The Padang Roco Inscription, in Indonesian Prasasti Padang Roco, is an inscription dated 1286 CE, discovered near the source of Batanghari river, Padangroco temple complex, Nagari Siguntur, Sitiung, Dharmasraya Regency, West Sumatra, Indonesia.

==Etymology==
The inscription was named after the location where it was discovered; Padang Roco, which is the local Minangkabau language, translated to "field of statues". Padang means "field", while roco is equated to arca or murti, the image of Hindu-Buddhist deities.

==Description==
The inscription was discovered in 1911 near the source of the Batanghari River, Padangroco. The inscription was carved on four sides of rectangular-shaped stone is served as the base of the Amoghapasa statue. On the back side of the statue carved inscription called Amoghapasa inscription dated from a later period in 1347 CE(NBG 1911: 129, 20e). The inscriptions were carved in ancient Javanese letters, using two languages (Old Malay and Sanskrit) (Krom 1912, 1916; Moens 1924; dan Pitono 1966). Today the inscription is stored in the National Museum of Indonesia, Jakarta, with inventory code numbers D.198-6468 (the base or inscription part) and D.198-6469 (the statue part).

== Origin ==
The inscription was dated 1208 Saka or 1286 CE, in the same period of Singhasari kingdom in Java and Melayu Kingdom Dharmasraya in Sumatra. The inscriptions tell that in the year 1208 Saka, under the order of King Kertanegara of Singhasari, a statue of Amoghapasa Lokeshvara was transported from Bhumijawa (Java) to Suvarnabhumi (Sumatra) to be erected at Dharmasraya. This gift made the people of Suvarnabhumi rejoice, especially their king Tribhuwanaraja Mauliwarmmadewa.

== Content ==
The content of the inscription as translated by Slamet Muljana:

1. Rejoice ! In the year Śaka 1208, in the month of Bādrawāda, first day of rising moon, Māwulu wāge day, Thursday, Wuku Madaṇkungan, with the king star located on southwest ...
2. .... that is the time of the statue of lord Amoghapasa Lokeśvara accompanied with all fourteen followers and also seven ratna jewel taken from bhūmi Jāwa to Swarnnabhūmi, in order to be erected at Dharmmāśraya,
3. as the gift of Srī Wiśwarūpa Kumāra. For that purpose pāduka Srī Mahārājādhirāja Kṛtanagara Wikrama Dharmmottunggadewa has ordered Rakryān Mahā-mantri Dyah Adwayabrahma, Rakryān Śirīkan Dyah Sugatabrahma and
4. Samagat Payānan hań Dīpankaradāsa, Rakryān Damun pu Wīra to presented lord Amoghapāśa. May this gift make all the people of bhūmi Mālayu, including its brāhmaṇa, ksatrya, waiśa, sūdra and especially the center of all āryyas; Srī Mahārāja Srīmat Tribhuwanarāja Mauliwarmmadewa.

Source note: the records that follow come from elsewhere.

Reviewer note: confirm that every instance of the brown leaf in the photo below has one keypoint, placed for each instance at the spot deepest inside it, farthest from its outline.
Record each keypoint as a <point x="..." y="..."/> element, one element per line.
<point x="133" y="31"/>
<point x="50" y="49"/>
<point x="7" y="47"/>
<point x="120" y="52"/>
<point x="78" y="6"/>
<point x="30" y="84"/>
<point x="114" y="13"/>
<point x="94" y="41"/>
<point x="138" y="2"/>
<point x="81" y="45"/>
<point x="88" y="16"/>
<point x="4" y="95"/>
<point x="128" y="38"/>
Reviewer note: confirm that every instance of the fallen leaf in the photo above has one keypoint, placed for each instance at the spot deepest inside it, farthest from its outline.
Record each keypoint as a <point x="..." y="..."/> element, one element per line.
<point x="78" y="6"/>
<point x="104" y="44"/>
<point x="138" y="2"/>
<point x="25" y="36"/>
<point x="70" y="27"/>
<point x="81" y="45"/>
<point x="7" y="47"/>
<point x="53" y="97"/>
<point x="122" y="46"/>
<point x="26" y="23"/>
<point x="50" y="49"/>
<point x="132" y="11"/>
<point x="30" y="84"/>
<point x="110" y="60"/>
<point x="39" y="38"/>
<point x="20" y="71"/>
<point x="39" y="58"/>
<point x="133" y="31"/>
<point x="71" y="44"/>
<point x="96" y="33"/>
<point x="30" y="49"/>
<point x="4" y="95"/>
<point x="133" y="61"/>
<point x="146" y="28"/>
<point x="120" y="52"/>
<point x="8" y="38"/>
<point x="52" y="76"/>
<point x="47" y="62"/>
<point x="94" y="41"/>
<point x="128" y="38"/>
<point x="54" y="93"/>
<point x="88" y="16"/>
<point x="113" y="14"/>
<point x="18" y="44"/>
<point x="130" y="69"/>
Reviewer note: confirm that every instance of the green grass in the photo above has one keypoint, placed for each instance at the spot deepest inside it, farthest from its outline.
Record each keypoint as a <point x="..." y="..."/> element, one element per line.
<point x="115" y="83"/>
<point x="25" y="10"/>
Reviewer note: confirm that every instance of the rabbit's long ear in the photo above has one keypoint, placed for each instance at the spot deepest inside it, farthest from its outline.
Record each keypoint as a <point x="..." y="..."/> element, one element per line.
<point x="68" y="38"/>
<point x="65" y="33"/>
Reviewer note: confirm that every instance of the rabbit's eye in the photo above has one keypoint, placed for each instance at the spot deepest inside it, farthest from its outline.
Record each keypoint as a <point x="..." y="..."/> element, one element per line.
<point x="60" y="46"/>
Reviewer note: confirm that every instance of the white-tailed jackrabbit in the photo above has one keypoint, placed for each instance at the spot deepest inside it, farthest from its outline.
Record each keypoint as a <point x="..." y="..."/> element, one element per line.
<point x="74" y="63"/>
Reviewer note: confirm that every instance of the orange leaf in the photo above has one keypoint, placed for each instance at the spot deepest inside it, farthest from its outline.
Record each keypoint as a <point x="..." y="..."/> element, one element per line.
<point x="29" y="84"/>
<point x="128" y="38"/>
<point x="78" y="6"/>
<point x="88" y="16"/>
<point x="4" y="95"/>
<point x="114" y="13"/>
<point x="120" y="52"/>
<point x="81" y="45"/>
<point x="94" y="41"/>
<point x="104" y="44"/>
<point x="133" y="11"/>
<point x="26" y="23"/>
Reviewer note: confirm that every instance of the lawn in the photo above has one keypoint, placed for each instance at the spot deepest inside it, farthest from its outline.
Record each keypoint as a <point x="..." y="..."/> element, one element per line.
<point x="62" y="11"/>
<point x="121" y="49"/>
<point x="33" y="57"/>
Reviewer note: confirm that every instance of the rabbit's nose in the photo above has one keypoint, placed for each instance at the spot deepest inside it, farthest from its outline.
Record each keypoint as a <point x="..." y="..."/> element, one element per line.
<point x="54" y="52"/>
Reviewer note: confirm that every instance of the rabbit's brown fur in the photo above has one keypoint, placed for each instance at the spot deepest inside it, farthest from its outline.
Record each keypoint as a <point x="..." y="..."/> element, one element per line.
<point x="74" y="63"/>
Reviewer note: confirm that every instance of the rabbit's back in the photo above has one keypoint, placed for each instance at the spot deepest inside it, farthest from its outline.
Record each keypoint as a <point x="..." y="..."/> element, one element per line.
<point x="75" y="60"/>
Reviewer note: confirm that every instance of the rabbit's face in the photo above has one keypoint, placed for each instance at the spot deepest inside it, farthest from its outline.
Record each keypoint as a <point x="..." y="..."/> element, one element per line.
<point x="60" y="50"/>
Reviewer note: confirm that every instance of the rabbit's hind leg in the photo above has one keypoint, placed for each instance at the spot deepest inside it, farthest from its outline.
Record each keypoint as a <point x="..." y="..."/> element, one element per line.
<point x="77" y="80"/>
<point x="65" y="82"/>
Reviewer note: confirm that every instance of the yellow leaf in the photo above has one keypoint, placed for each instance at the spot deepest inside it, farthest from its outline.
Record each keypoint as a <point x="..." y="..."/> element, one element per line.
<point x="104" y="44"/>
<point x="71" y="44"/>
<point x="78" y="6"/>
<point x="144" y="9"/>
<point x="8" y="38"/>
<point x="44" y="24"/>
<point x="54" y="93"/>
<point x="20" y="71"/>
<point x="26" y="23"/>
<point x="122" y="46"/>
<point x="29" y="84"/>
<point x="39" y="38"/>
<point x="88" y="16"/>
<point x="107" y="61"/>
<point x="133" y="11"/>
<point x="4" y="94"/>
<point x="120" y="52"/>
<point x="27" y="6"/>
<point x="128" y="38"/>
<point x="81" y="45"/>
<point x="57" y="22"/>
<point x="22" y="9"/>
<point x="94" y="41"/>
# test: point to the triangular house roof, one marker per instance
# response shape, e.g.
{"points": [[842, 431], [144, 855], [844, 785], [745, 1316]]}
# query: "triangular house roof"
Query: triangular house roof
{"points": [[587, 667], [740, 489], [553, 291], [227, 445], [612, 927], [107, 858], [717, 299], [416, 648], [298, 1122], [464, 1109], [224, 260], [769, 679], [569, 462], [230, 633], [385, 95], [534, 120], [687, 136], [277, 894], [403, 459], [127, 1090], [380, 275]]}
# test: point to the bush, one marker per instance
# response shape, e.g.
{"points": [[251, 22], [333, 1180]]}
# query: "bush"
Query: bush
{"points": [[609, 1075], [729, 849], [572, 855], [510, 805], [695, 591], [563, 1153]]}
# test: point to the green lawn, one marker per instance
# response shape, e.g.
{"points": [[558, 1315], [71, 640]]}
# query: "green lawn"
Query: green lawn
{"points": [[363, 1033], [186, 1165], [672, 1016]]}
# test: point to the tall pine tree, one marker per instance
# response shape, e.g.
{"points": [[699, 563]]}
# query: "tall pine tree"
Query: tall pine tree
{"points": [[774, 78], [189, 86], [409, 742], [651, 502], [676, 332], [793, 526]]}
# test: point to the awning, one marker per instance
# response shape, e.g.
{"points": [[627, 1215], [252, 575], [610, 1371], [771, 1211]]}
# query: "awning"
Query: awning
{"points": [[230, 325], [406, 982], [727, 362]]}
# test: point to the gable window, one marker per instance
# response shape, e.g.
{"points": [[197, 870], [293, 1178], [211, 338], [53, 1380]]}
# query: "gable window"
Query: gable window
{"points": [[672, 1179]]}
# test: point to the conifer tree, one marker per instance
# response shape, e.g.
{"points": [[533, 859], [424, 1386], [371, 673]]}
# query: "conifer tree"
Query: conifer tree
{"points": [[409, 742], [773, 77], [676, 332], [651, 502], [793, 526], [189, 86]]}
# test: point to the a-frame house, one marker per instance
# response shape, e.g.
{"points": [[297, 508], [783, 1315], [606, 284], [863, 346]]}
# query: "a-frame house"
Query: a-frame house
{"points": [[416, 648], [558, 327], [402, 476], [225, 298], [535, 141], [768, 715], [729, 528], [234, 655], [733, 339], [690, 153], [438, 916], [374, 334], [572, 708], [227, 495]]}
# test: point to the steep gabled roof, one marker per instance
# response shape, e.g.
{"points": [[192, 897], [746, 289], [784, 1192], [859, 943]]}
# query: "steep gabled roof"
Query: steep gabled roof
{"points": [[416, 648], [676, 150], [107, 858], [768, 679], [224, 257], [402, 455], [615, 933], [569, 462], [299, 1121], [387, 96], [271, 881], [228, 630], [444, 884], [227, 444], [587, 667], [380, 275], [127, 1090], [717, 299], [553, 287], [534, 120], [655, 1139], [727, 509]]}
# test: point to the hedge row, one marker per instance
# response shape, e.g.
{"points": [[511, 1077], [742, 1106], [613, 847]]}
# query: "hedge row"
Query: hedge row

== Adityawarman's addition ==
In 1347, Adityawarman moved the statue further uphill to Rambahan site near Langsat River, the source of Batanghari river. He also added inscription inscribed on the back side of the statue, this inscription refer as Amoghapasa inscription dated 1347 CE. While the rectangular base refer as Padang Roco inscription remain in Padang Roco area.